Monday, October 13, 2014 | 12pm - 1pm
Prevailing wage laws in construction: wage mandates as a means of promoting collective bargaining
Peter Philips, Professor, Economics, University of Utah
The National Labor Relations Act (Wagner Act) is largely irrelevant to construction because the election mechanism used to establish collective bargaining is too time consuming to implement on most short-lived construction sites. De facto, prevailing wage mandates are the primary public policy promoting construction collective bargaining. The construction industry benefits from collective bargaining because this contract form overcomes free-riding dis-incentives-to-train and promotes industry-specific human capital formation and retention. Prevailing wage laws not only promote collective bargaining which in turns promotes skilled careers in construction, but also because many merit shop contractors work on prevailing wage jobs, prevailing wage laws export collectively bargained commitments to apprenticeship training into the commercial and civil-engineering sectors of the open shop. This paper will review the history and politics of prevailing wage laws and then focus on the role of prevailing wage laws in promoting apprenticeship training in construction.

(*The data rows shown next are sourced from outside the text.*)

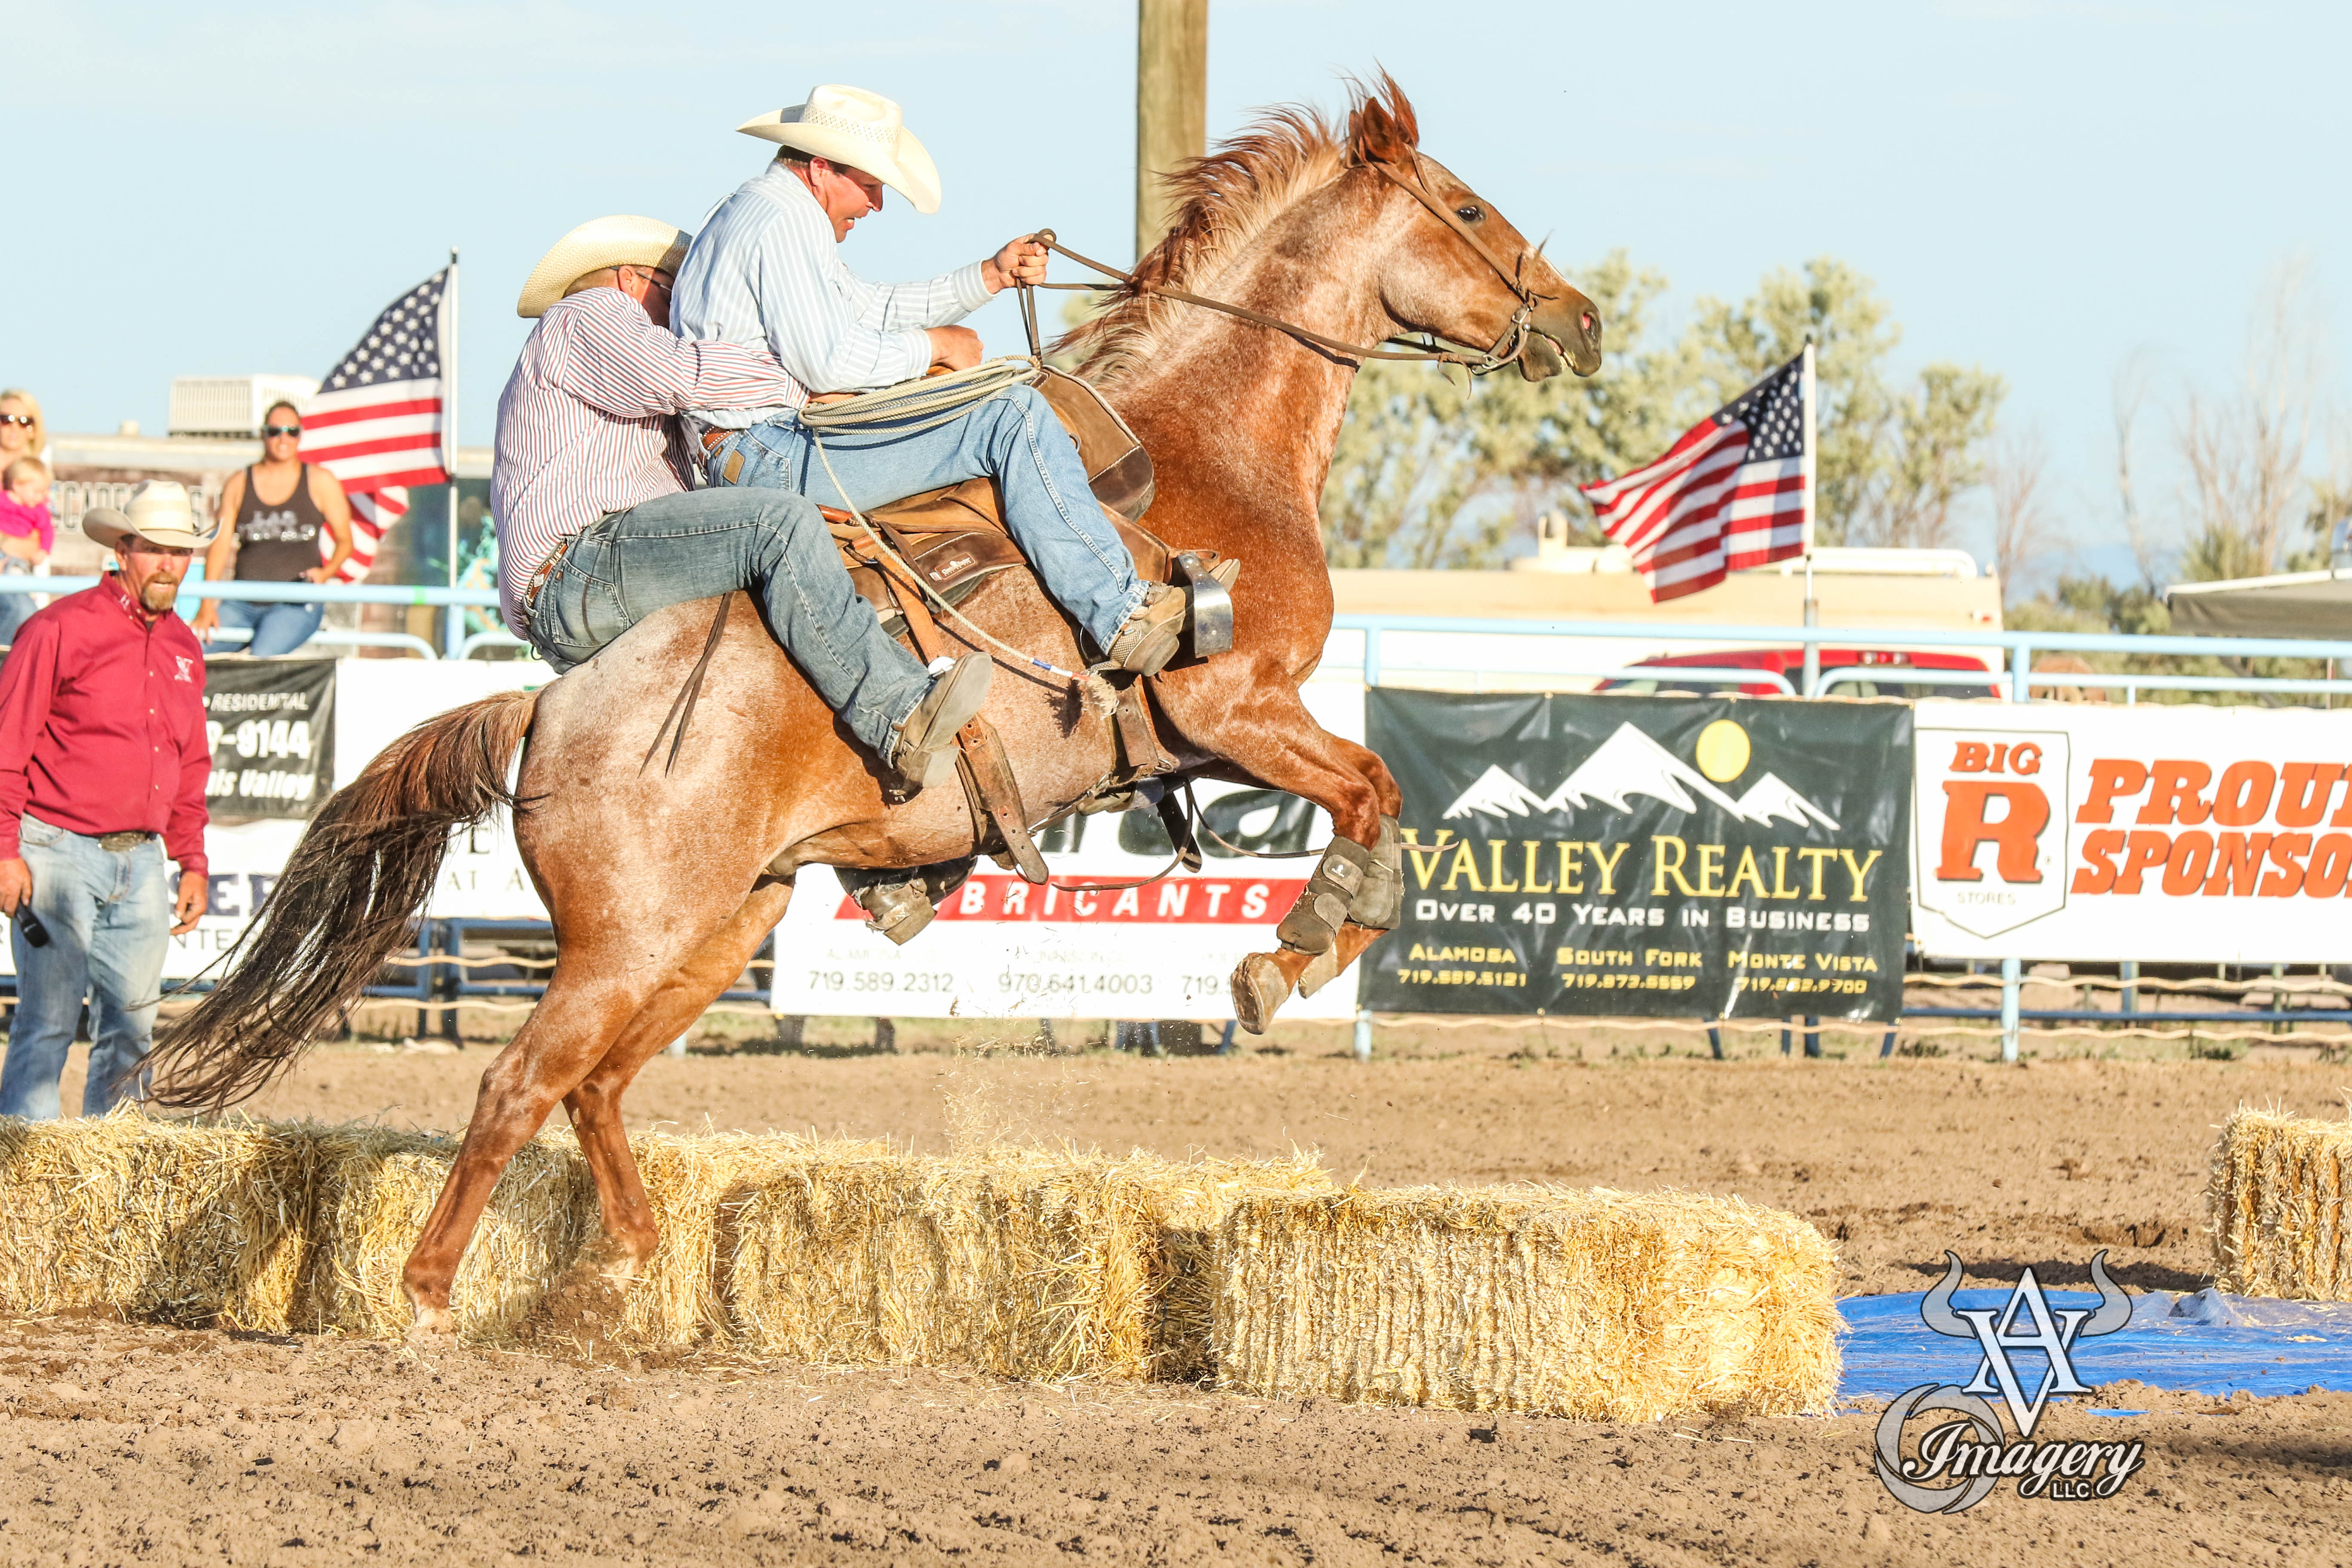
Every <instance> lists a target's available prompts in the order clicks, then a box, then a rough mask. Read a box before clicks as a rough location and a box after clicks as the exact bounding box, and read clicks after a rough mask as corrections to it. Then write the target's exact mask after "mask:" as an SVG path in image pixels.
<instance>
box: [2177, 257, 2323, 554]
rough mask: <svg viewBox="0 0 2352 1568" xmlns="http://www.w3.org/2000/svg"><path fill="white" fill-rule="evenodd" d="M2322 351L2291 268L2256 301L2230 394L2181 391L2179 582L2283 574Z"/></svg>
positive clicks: (2310, 438)
mask: <svg viewBox="0 0 2352 1568" xmlns="http://www.w3.org/2000/svg"><path fill="white" fill-rule="evenodd" d="M2324 341H2326V324H2324V322H2321V320H2319V303H2317V299H2314V294H2312V284H2310V270H2307V268H2305V266H2303V263H2300V261H2291V263H2286V266H2281V268H2279V270H2277V273H2274V275H2272V280H2270V284H2267V287H2265V289H2263V294H2260V299H2258V301H2256V308H2253V320H2251V322H2249V329H2246V360H2244V367H2241V371H2239V386H2237V388H2234V390H2230V393H2206V390H2201V388H2194V386H2190V388H2185V393H2183V402H2180V409H2178V416H2176V421H2173V447H2176V454H2178V458H2180V465H2183V468H2185V473H2187V487H2185V501H2187V517H2190V529H2187V543H2185V548H2183V555H2180V576H2183V578H2187V581H2192V583H2197V581H2213V578H2232V576H2263V574H2267V571H2277V569H2279V564H2281V557H2284V555H2286V550H2288V545H2291V543H2293V534H2296V524H2298V522H2303V520H2307V517H2310V505H2312V487H2310V484H2307V480H2305V463H2307V461H2310V447H2312V423H2314V421H2317V418H2319V397H2321V386H2324V364H2321V353H2319V346H2321V343H2324Z"/></svg>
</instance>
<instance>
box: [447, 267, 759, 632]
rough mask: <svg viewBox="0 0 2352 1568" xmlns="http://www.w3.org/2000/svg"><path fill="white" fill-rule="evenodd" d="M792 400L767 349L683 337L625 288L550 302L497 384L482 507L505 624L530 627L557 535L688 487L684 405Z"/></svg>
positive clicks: (671, 495)
mask: <svg viewBox="0 0 2352 1568" xmlns="http://www.w3.org/2000/svg"><path fill="white" fill-rule="evenodd" d="M800 400H802V390H800V383H797V381H793V376H788V374H786V371H783V369H781V367H779V364H776V362H774V360H771V357H769V355H767V353H764V350H757V348H743V346H741V343H720V341H701V343H687V341H680V339H677V336H673V334H670V331H668V329H666V327H656V324H654V322H652V320H649V317H647V315H644V308H642V306H637V301H633V299H630V296H628V294H621V289H586V292H581V294H574V296H569V299H560V301H555V303H553V306H548V313H546V315H541V317H539V324H536V327H532V336H529V341H524V346H522V357H520V360H517V362H515V374H513V376H508V378H506V393H501V395H499V449H496V465H494V468H492V477H489V512H492V522H494V524H496V529H499V609H501V614H503V616H506V628H508V630H510V632H515V635H517V637H529V630H527V618H524V592H527V590H529V585H532V574H536V571H539V562H543V559H546V557H548V552H550V550H555V545H560V543H562V541H564V538H569V536H572V534H579V531H581V529H586V527H588V524H590V522H595V520H597V517H604V515H607V512H623V510H628V508H633V505H637V503H642V501H652V498H654V496H673V494H677V491H682V489H687V477H689V475H691V473H694V470H691V465H689V458H687V447H684V437H682V435H680V430H677V418H675V416H677V414H680V411H684V409H757V407H769V404H786V402H793V404H797V402H800Z"/></svg>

Monday, October 20, 2014 | 12pm - 1pm
Long-Term Nonemployment and Job Displacement
Till von Wachter, Economics, UCLA
Monday, October 27, 2014 | 12pm - 1pm
Inputs in the Production of Early Childhood Human Capital: Evidence from Head Start
Christopher Walters, Assistant Professor, Economics
Monday, November 17, 2014 | 12pm - 1pm
The Effects of Youth Employment: Evidence from New York City Summer Youth Employment Program Lotteries
Alexander Gelber, Assistant Professor, Goldman School of Public Policy
Monday, December 1, 2014 | 12pm - 1pm
Worthy Work, STILL Unlivable Wages: The National Child Care Staffing Study 25 Years Later
Marcy Whitebook, Director, Senior Researcher, Center for the Study of Child Care Employment (CSCCE)
Also presenting: Lea J.E. Austin, Fran Kipnis, CSCCE
Presentation of new evidence on the costs of our nation's failure to align expectations and earnings of early childhood teachers examining:
- Changes in wages, education, and turnover among early education teachers 1989-2013.
- Economic insecurity among early childhood teachers.
- Utilization rates and costs of public benefits by early childhood workers and their families.
- Policy efforts to improve early childhood teaching jobs.
All events are located at the Institute for Research on Labor and Employment, 2521 Channing Way, Berkeley.